Pero ahí está también una política exterior que, luego de la retirada de los soldados presentes en Iraq, no ha ofrecido ningún retoño que invite a concluir que entre nuestros gobernantes se barrunta algún designio de romper amarras con una histórica relación de sumisión hacia Estados Unidos: el mismo PSOE que se sumó en marzo a las manifestaciones con ocasión del cuarto aniversario de la agresión norteamericana en Iraq prefiere que olvidemos el redespliegue de soldados en Afganistán y, más aún, la presencia en territorio español de dos bases, Morón y Rota, vitales para el dispositivo militar estadounidense. ¿Alguien piensa en serio que hay algún trasunto creíblemente innovador en una Alianza de Civilizaciones que pretende que esquivemos que las principales fisuras en el planeta contemporáneo no remiten al orden de lo cultural-civilizatorio sino, antes bien, al de las relaciones económicas y militares? ¿Qué no decir, en fin, del idolatrado tratado constitucional de la UE, producto de un pacto, que ingenuamente calificaremos contra natura, entre conservadores, liberales y socialistas?
El propósito de cerrar los ojos ante la realidad es el cimiento de la segunda de las ilusiones ópticas: la que da en olvidar que las protestas del Partido Popular surten frecuentemente sus efectos de la mano de significativas renuncias en las políticas gubernamentales. Es difícil recurrir a otra clave para explicar cómo en 2006 el gobierno socialista no dio paso alguno en lo que atañe al ya mentado proceso de paz en el País Vasco; a muchos sigue dejando perplejos que José Blanco repita incansable que a lo largo de ese año, cuando había que mover pieza, es cuando jueces y policías realizaron con mayor rigor su trabajo. En la misma rúbrica hay que emplazar el continuismo, con respecto a la era de Aznar, en materia de política económica, los recortes en las reformas estatutarias, la marcha atrás en lo que se refiere al tratamiento de los flujos migratorios y un sinfín de medidas en política exterior que obedecen al palpable deseo de no romper un plato. De resultas, más bien parece que el gobierno se inclina por acallar las protestas que por sacar adelante un proyecto del que, con toda evidencia, y claro, carece.

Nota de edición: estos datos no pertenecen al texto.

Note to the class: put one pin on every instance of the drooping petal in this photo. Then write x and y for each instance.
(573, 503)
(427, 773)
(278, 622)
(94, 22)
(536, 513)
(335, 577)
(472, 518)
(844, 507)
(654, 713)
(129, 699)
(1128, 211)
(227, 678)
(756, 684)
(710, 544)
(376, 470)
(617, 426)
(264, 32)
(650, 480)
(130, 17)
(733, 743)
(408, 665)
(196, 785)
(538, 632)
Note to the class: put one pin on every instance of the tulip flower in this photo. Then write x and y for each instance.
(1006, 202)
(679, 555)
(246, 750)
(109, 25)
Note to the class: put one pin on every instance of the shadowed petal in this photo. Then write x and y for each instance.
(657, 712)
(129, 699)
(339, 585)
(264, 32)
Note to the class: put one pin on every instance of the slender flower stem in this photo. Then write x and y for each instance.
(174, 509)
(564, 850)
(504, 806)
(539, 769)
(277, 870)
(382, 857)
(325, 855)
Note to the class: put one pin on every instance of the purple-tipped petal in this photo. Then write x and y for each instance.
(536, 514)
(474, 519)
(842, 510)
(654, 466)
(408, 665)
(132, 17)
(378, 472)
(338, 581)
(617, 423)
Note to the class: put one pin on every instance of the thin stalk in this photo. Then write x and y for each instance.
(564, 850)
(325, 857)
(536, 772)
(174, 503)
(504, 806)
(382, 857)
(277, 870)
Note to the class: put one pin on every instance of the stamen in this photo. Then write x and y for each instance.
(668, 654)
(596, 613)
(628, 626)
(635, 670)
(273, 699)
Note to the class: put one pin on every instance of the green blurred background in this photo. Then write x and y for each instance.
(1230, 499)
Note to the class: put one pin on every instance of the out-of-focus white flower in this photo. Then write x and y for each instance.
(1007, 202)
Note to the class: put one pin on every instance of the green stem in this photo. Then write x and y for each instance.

Al amparo de tantos desafueros se despliega una irritante ceremonia de la confusión eficientemente espoleada por esa plaga contemporánea que son los tertulianos de radios y televisiones. En un magma de papeles difusos e intercambiados, el PP consigue que muchos de sus propósitos se abran camino, bien que realizados por otros, mientras el PSOE se mantiene, al menos provisionalmente, en el poder a costa de renunciar a cualquier horizonte de cambio. Convidados de piedra, entre tanto, muchos ciudadanos se ven medio obligados a dar por bueno lo que cabe intuir que no les satisface. Piénsese, si no, en esos abstencionistas históricos que, inequívocamente situados en la izquierda, se aprestan tal vez a votar de nuevo en las generales a Rodríguez Zapatero con un único objetivo: el de evitar males mayores.